Mereka ditangkap dalam penggerebekan serentak di seluruh pulau selama operasi tiga minggu yang berakhir pada hari Minggu. Penggerebekan melibatkan petugas dari Badan Reserse Kriminal dan tujuh divisi pertanahan polisi.

Dari pemeriksaan pendahuluan, 33 tersangka diduga melakukan pelecehan di tempat tinggal debitur.

Enam puluh delapan tersangka diyakini sebagai pelari yang membantu rentenir dalam menjalankan bisnisnya dengan melakukan transfer Anjungan Tunai Mandiri (ATM).

Foto kartu SIM prabayar yang disita selama pengoperasian. (Foto: Kepolisian Singapura)

215 tersangka yang tersisa konon membuka rekening bank dan memberikan kartu ATM, nomor identifikasi pribadi atau token internet banking mereka kepada rentenir untuk memfasilitasi bisnis peminjaman uang tanpa izin mereka, kata polisi.

Sebanyak S $ 52.000 dalam bentuk tunai dan barang-barang seperti telepon seluler dan kartu SIM prabayar disita selama operasi, kata pihak berwenang.

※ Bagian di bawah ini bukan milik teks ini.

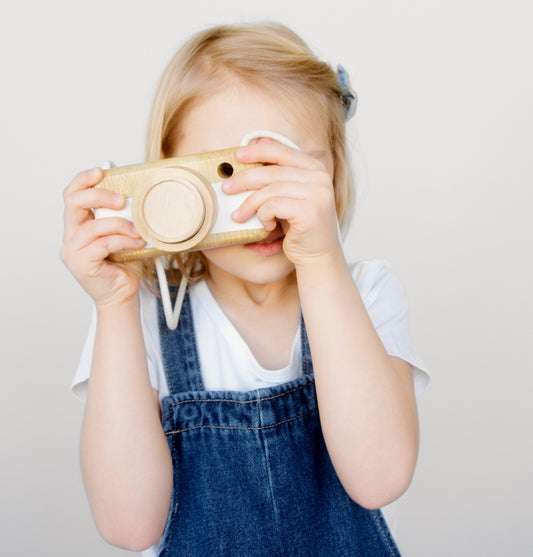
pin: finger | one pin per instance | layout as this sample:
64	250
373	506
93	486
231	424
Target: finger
251	204
101	248
84	180
260	176
79	204
283	155
100	228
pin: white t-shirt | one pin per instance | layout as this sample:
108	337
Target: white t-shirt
227	362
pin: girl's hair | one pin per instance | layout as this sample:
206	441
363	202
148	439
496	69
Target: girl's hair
265	55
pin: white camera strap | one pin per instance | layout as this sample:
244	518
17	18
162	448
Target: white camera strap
172	314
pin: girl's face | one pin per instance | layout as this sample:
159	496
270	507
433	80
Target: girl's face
220	121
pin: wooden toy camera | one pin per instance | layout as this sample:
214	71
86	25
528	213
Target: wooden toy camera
177	204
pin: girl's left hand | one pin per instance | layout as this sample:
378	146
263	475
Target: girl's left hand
293	188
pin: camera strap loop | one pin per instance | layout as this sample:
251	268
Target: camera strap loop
172	314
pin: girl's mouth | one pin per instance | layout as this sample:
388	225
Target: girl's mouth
271	245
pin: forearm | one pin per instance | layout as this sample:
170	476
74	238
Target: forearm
366	400
125	459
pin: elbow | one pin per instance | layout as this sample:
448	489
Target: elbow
131	537
379	492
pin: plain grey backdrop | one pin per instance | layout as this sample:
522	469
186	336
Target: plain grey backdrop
442	146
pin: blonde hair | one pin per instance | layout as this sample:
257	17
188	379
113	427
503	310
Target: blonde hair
265	55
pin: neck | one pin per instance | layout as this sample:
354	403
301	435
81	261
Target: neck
226	287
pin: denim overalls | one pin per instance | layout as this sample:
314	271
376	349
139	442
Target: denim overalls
252	476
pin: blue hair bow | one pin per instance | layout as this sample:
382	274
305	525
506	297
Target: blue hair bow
348	95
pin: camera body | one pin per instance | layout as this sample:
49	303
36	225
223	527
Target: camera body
177	204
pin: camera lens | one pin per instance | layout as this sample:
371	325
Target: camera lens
225	170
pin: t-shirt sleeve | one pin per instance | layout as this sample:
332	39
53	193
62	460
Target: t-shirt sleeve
150	331
386	303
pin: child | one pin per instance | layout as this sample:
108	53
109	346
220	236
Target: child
274	420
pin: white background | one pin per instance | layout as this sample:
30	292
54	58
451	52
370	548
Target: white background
442	146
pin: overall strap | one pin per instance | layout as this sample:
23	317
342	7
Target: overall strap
179	351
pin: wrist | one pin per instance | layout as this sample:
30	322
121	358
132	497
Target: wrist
111	309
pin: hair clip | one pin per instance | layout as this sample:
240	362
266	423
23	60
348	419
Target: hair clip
348	95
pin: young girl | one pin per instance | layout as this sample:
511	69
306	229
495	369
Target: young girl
280	415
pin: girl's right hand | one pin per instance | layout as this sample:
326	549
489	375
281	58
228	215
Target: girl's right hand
88	241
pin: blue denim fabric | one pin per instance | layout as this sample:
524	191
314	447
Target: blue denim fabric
252	476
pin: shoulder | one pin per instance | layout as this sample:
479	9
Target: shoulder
377	283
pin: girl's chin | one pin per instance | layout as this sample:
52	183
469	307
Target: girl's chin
266	249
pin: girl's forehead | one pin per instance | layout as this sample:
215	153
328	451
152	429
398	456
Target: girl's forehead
221	119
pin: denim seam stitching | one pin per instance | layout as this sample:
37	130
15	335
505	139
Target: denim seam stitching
241	401
377	519
243	428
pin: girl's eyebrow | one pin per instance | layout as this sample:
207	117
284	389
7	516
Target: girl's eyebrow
317	154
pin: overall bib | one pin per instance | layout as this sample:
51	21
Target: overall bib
252	476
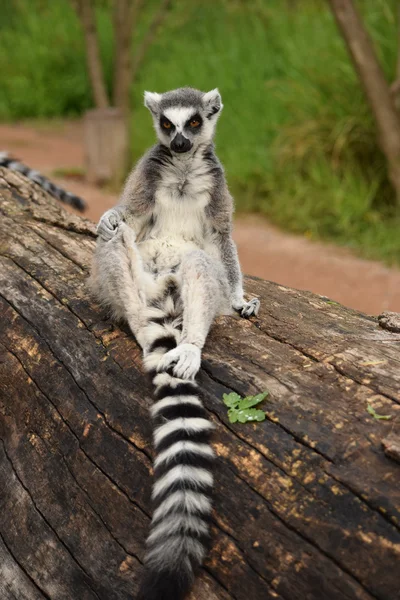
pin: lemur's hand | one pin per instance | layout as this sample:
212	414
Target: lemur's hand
247	309
108	224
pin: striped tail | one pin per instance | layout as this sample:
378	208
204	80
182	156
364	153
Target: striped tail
51	188
182	469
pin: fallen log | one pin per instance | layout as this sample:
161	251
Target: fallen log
307	504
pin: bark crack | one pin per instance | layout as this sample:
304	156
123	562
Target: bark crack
90	459
63	544
21	566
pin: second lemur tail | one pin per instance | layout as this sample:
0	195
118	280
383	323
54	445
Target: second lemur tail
183	465
46	184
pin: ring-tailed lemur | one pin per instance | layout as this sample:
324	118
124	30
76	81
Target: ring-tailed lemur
165	262
51	188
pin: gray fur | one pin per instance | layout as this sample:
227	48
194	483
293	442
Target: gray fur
165	262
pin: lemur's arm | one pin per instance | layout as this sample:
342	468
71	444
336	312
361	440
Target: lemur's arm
220	211
137	198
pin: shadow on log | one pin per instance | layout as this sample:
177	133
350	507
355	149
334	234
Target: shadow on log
307	504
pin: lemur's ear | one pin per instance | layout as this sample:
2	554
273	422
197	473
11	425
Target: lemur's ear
152	101
212	103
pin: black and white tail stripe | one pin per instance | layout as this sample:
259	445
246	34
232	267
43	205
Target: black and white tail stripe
51	188
183	477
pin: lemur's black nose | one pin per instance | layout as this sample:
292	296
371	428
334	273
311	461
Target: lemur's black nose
180	143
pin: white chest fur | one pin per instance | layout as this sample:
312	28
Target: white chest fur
181	198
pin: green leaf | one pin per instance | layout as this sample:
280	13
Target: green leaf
250	401
233	415
240	409
231	399
372	412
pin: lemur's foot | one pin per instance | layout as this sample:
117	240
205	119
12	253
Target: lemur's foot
108	224
186	359
247	309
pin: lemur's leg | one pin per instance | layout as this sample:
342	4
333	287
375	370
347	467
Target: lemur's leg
205	293
118	276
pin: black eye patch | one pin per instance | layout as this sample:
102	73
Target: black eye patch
213	111
194	123
166	124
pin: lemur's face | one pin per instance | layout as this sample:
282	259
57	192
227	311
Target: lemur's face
184	118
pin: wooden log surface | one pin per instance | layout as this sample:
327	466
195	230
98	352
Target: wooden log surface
307	504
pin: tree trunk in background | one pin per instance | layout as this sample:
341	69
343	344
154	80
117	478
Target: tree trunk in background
124	19
376	87
86	12
106	146
307	503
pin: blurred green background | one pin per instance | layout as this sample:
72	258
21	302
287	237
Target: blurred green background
296	136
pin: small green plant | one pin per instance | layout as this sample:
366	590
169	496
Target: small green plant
241	409
374	414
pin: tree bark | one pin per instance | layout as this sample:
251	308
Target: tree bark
106	146
307	504
125	12
377	89
86	13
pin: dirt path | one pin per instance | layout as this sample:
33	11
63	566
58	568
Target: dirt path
264	250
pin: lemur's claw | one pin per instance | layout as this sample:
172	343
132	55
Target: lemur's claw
250	308
185	360
108	224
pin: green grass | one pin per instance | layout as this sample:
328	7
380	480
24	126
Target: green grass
296	135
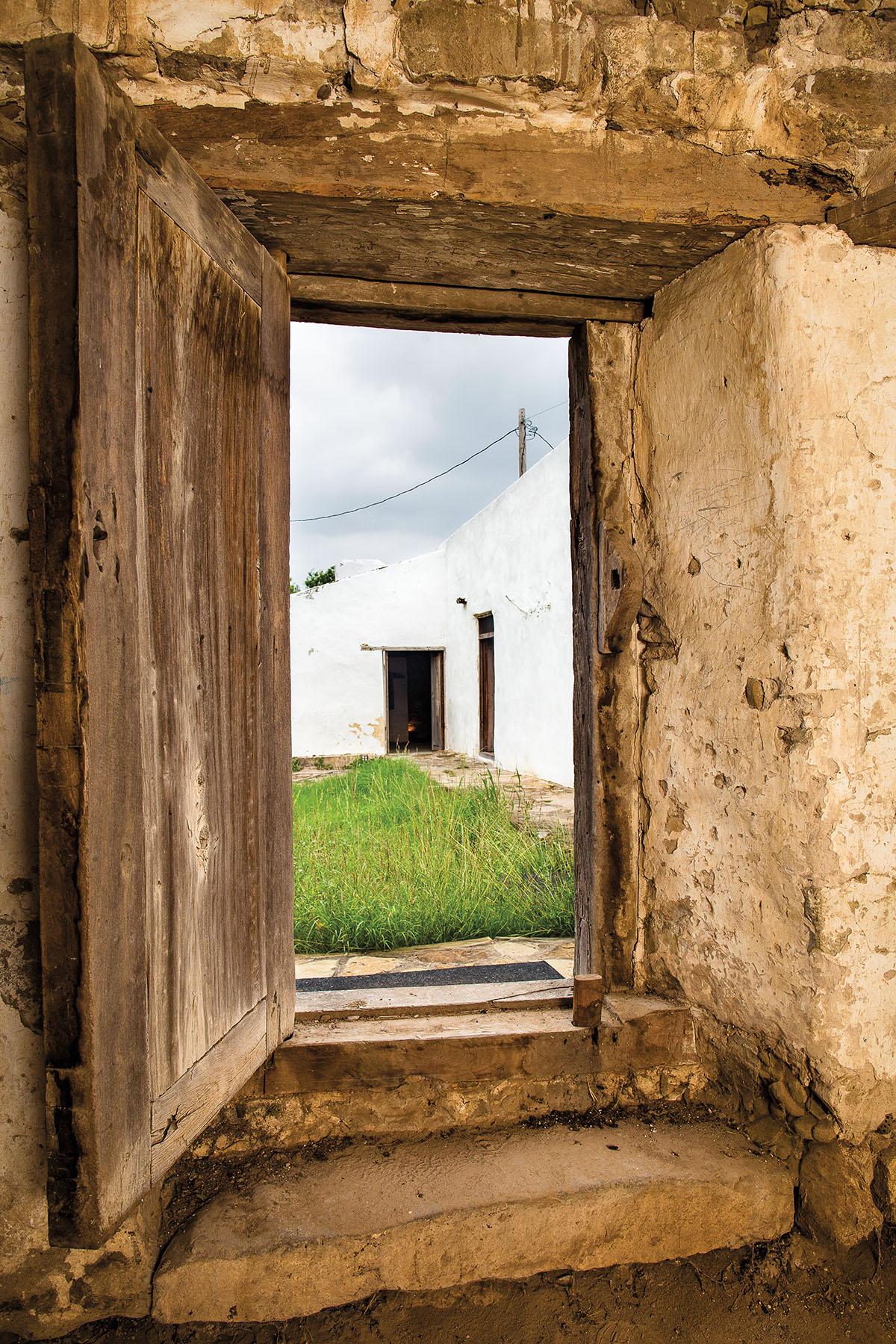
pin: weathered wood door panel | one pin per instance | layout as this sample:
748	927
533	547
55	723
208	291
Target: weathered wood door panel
159	532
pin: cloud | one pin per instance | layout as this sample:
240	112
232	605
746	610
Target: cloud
374	411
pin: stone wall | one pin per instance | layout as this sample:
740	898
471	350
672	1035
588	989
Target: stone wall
669	108
763	497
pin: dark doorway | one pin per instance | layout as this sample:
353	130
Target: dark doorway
414	685
487	685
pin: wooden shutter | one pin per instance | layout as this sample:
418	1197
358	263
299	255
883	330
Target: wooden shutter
159	549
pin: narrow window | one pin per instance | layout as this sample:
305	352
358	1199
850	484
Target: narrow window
487	685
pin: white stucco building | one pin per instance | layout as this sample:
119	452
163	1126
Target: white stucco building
469	647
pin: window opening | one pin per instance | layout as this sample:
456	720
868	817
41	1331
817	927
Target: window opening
399	698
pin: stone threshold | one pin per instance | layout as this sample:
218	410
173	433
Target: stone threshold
442	1213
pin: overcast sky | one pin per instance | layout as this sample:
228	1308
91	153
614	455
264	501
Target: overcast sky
374	411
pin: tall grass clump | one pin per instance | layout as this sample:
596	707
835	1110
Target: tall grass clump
385	858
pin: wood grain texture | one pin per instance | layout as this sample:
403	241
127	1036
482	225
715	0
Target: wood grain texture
334	299
612	367
868	220
473	245
193	1102
605	687
171	183
274	741
199	355
84	507
148	359
588	821
410	1001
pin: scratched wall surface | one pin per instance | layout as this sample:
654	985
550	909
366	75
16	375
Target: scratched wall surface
766	448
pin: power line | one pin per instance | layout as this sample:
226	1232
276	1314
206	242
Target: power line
566	402
361	508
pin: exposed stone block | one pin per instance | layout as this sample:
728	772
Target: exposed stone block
836	1204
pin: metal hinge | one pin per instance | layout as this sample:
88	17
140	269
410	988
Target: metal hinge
620	589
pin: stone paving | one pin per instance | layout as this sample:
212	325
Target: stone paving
473	952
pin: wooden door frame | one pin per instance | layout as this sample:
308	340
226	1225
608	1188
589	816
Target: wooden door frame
94	164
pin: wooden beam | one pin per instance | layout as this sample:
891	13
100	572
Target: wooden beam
869	220
364	302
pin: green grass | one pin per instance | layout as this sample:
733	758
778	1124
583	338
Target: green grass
385	858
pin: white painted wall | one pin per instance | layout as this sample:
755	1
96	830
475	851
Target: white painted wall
511	559
514	559
339	700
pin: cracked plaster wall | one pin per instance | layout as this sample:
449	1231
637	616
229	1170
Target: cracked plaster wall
765	497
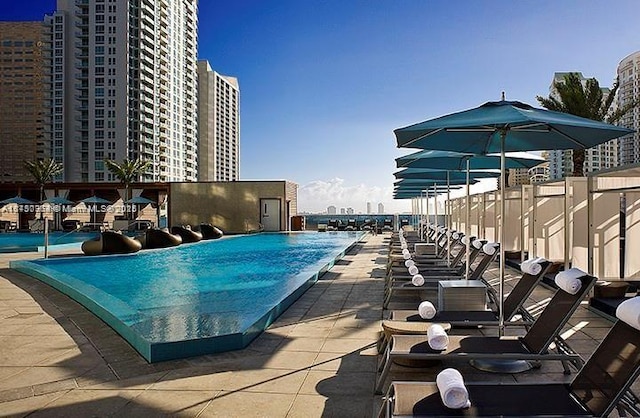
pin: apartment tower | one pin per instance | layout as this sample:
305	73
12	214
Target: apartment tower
596	158
124	85
628	77
218	125
22	97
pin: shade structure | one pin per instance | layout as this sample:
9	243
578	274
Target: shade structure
498	127
58	200
450	160
479	130
139	200
422	173
18	200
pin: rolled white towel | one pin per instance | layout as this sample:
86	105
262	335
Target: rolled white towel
569	280
417	280
629	312
490	248
413	270
437	337
426	310
452	390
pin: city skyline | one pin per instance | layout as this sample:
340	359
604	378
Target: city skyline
325	83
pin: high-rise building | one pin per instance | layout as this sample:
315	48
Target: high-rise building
596	158
22	96
218	125
628	77
124	85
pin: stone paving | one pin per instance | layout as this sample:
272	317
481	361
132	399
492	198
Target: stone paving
317	360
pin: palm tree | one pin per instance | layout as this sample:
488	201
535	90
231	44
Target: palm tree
43	171
127	172
588	101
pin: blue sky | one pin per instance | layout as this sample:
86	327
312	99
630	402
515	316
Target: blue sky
324	83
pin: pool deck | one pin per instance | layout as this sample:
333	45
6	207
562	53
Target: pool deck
317	360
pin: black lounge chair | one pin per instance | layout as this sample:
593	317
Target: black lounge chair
602	385
534	346
409	322
403	283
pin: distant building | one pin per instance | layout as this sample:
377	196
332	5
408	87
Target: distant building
218	125
22	98
123	82
518	176
596	158
628	74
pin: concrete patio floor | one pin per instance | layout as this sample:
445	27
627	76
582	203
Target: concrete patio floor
317	360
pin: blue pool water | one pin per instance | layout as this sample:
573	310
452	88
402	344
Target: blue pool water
12	242
197	298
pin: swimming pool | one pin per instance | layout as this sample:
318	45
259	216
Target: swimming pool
12	242
200	298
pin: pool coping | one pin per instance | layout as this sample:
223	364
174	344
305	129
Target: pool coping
162	351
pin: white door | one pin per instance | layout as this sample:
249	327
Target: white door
270	214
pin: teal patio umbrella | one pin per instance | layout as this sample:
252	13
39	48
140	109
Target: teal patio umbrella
499	127
451	160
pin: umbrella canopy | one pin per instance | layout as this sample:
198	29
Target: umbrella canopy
425	173
524	127
449	160
140	201
506	126
95	200
57	200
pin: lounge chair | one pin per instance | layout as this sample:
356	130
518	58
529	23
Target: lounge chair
534	346
410	322
602	385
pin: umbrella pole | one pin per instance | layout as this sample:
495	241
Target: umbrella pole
467	228
449	221
503	183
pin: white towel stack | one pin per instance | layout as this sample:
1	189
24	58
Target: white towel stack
426	310
413	270
437	337
532	266
490	248
629	312
453	392
569	280
417	280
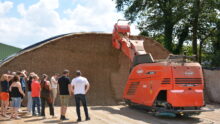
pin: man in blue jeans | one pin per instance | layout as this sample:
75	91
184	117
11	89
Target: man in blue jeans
36	88
80	87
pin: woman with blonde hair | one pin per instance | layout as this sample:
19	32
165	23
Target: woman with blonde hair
16	94
4	94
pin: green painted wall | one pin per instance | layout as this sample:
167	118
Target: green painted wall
6	50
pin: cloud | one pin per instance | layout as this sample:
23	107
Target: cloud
5	7
42	20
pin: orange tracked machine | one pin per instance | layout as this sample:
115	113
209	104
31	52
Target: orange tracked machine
174	85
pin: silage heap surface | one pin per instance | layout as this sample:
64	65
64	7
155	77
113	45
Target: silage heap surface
106	68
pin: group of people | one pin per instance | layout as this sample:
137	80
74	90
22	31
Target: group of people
16	86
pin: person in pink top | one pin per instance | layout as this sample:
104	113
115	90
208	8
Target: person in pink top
36	88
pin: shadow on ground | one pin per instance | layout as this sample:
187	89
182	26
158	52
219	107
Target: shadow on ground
143	115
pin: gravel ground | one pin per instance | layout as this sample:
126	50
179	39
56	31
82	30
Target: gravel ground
118	115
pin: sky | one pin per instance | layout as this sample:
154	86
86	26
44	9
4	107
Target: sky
25	22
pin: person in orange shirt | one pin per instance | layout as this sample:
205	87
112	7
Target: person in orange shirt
36	88
4	94
16	94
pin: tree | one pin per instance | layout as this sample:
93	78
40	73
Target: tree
157	17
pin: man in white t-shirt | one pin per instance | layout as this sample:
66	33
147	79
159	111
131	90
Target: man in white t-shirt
54	83
80	87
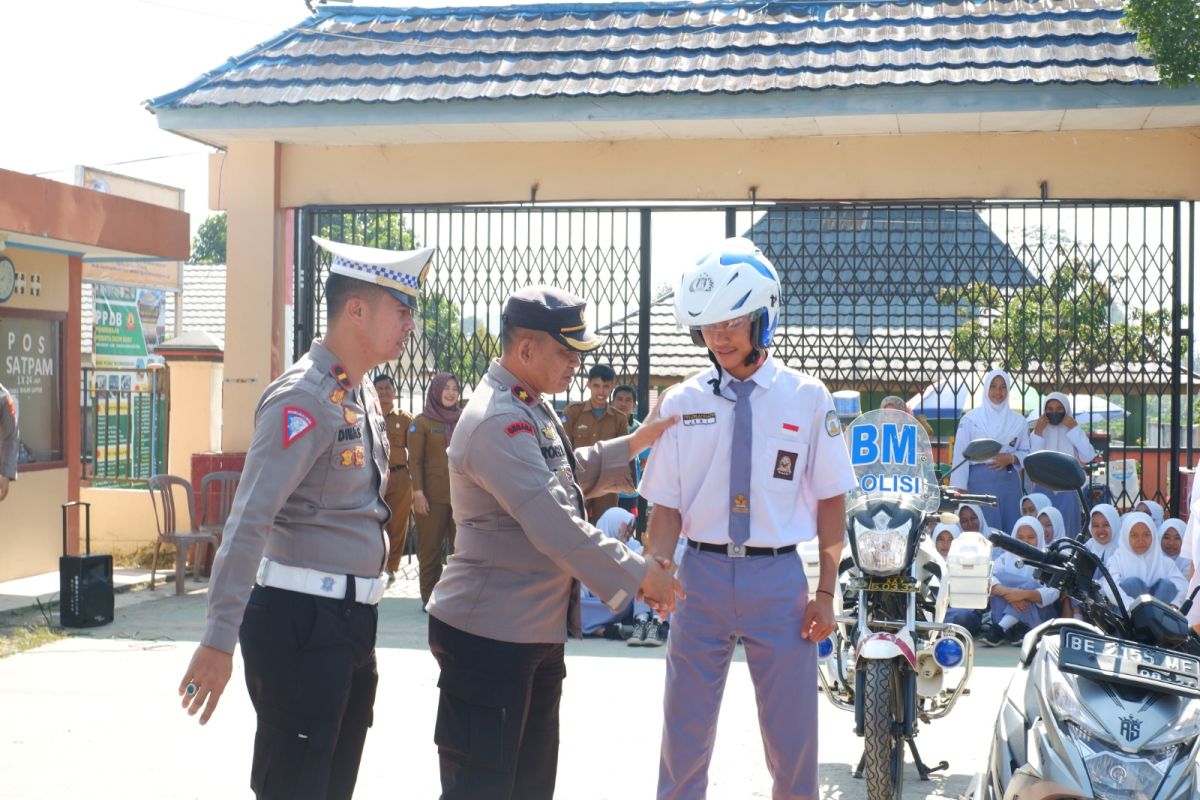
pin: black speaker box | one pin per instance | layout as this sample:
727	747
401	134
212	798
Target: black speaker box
85	582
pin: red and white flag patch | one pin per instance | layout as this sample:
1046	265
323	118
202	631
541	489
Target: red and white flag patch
297	422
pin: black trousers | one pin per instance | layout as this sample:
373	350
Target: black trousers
497	729
311	674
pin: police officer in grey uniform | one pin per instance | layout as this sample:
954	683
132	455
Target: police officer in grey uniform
510	594
298	577
10	440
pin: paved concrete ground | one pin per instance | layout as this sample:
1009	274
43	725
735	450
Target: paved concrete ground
96	715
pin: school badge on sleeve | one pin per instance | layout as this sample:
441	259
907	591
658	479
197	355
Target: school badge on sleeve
297	422
833	425
785	464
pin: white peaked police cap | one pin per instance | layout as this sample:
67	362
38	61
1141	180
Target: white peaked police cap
400	271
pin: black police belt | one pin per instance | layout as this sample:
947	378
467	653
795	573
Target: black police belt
736	551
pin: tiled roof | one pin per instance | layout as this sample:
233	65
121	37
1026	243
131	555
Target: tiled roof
411	55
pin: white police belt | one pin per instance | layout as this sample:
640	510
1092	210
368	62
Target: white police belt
315	582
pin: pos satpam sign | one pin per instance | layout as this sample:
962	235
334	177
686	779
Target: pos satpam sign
887	445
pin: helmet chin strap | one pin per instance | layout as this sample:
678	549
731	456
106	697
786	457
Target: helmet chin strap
755	359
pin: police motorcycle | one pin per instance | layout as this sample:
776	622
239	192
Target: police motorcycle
888	657
1108	708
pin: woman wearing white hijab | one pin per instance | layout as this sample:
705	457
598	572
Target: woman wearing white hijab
1153	510
1051	519
1103	529
1017	599
994	420
1033	503
1140	567
1170	536
1057	429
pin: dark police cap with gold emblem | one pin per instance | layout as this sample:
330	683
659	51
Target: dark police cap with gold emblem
553	311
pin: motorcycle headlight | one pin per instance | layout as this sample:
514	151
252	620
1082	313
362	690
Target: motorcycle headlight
1121	776
882	552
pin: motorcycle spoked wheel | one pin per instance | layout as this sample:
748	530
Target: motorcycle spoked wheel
883	713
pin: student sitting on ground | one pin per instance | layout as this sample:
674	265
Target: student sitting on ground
1140	567
1018	601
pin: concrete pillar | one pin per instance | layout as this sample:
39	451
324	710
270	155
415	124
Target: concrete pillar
250	193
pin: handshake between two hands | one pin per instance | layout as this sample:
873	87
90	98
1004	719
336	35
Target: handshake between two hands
660	588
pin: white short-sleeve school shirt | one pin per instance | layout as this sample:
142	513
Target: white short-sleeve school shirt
798	457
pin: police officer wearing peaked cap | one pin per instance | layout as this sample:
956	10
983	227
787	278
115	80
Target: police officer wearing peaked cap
298	577
510	594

Investigasi terhadap semua tersangka sedang berlangsung.

Uang tunai, kartu SIM prabayar, kartu ATM dan ponsel disita selama pengoperasian (3)

Ponsel dan kartu ATM disita selama operasi anti-lintah darat selama tiga minggu. (Foto: Kepolisian SIngapore)

Berdasarkan Undang-Undang Pemberi Pinjaman Uang, ketika rekening bank, kartu ATM atau token perbankan Internet seseorang digunakan untuk memfasilitasi kegiatan pemberi pinjaman uang tidak berlisensi, orang tersebut dianggap telah membantu dalam menjalankan bisnis pinjaman uang tanpa izin.

Pelanggar yang baru pertama kali dinyatakan bersalah dapat didenda antara S $ 30.000 dan S $ 300.000, dipenjara hingga empat tahun dan menerima hukuman cambuk hingga enam kali.

Mereka yang dinyatakan bersalah karena bertindak atas nama pemberi pinjaman tidak berlisensi, melakukan atau mencoba melakukan tindakan pelecehan akan menghadapi denda antara S $ 5.000 dan S $ 500.000. Mereka juga bisa dipenjara hingga lima tahun dan dicambuk antara tiga dan enam pukulan.

Polisi memperingatkan bahwa rentenir semakin banyak mengirimkan iklan pinjaman yang tidak diminta melalui pesan teks atau platform online, dan mengatakan mereka akan terus mengambil tindakan tegas terhadap mereka yang terlibat dalam bisnis rentenir.

“Ini termasuk mengambil tindakan terhadap mereka yang membuka atau memberikan rekening bank mereka untuk membantu pemberi pinjaman tidak berlisensi,” tambah polisi.